Billy Martin: Baseball’s Flawed Genius – Bill Pennington
This is probably the best sports biography I’ve ever read. It’s certainly the most detailed. Author Bill Pennington is a former beat writer that covered the New York Yankees, and I’ve learned that these guys are usually the best when it comes to writing about the game of baseball. After all, they did (or still do) it for a living, and they’re also privy to an awful lot of information that the public doesn’t possess.
As the subtitle of this book states, Billy Martin was definitely flawed, and he was definitely a genius. Unfortunately, whereas he was a genius when it came to knowing and managing the game of baseball, he was pretty much flawed in everything else in his life. The ratio isn’t always obvious since Billy was pretty much involved in baseball throughout his whole life. As long as he had a uniform on (he played on 7 teams, and managed a total of 5), life was overall good. So the alcoholism, constant brawling, and multiple failed marriages tended to get somewhat dismissed as being a tad irrelevant within his very active life.
After the preliminary “early childhood” part of this biography, we see what makes Billy tick as a young ball player. He was never the type of player that overwhelmed lovers of statistics when reading a box score, but his personality more than made up for this. He had an infectious personality that made his teammates love him and his opponents loathe him. During the 1950s, we also read an awful lot about his off the field carousing with teammates such as Whitey Ford and Mickey Mantle, yet the author mainly keeps the nightlife stories PG-13 rated. Of course, the times were different, and when ballplayers lived a hard nightlife during this period in history, the understanding was that the antics were kept out of the sports page and out of the public’s view. In addition to Billy’s wild lifestyle, there are several fights he gets into with opponents during his playing career as well. It’s somewhat ironic that some of the nastiest brawls that he would engage in would somehow lead to everlasting close friendships with this one-time adversary. A strange man indeed.

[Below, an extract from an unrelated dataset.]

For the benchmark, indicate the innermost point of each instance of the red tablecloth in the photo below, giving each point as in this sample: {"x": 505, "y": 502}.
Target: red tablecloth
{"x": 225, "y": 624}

As you would expect, the best parts of the book are once Billy becomes a Major League manager. We read about how astute Billy is when it comes to knowing the idiosyncrasies of every player and every situation during the game. We also read how studied he is of some of the more obscure rules of the contest (who could ever forget the “pine tar” incident?) If we’re honest, Billy Martin was a great manager. His personality, though, seems to always get him in trouble. He seems to lose his managerial jobs quite frequently. Before he wears his ubiquitous Yankees jersey, he first manages the Minnesota Twins, the Detroit Tigers, and then the Texas Rangers. Throughout these stints, he never falls below second place in the divisional standings. Since these were the days before the Wild Card was introduced to the sport (the author writes too much about this fact throughout the book; one of my minor grievances), a lot of Billy’s teams are somewhat forgotten in the annals of popular sports history. We’re reminded that these teams may have been better remembered at they had a chance and made to the playoffs as many teams do today.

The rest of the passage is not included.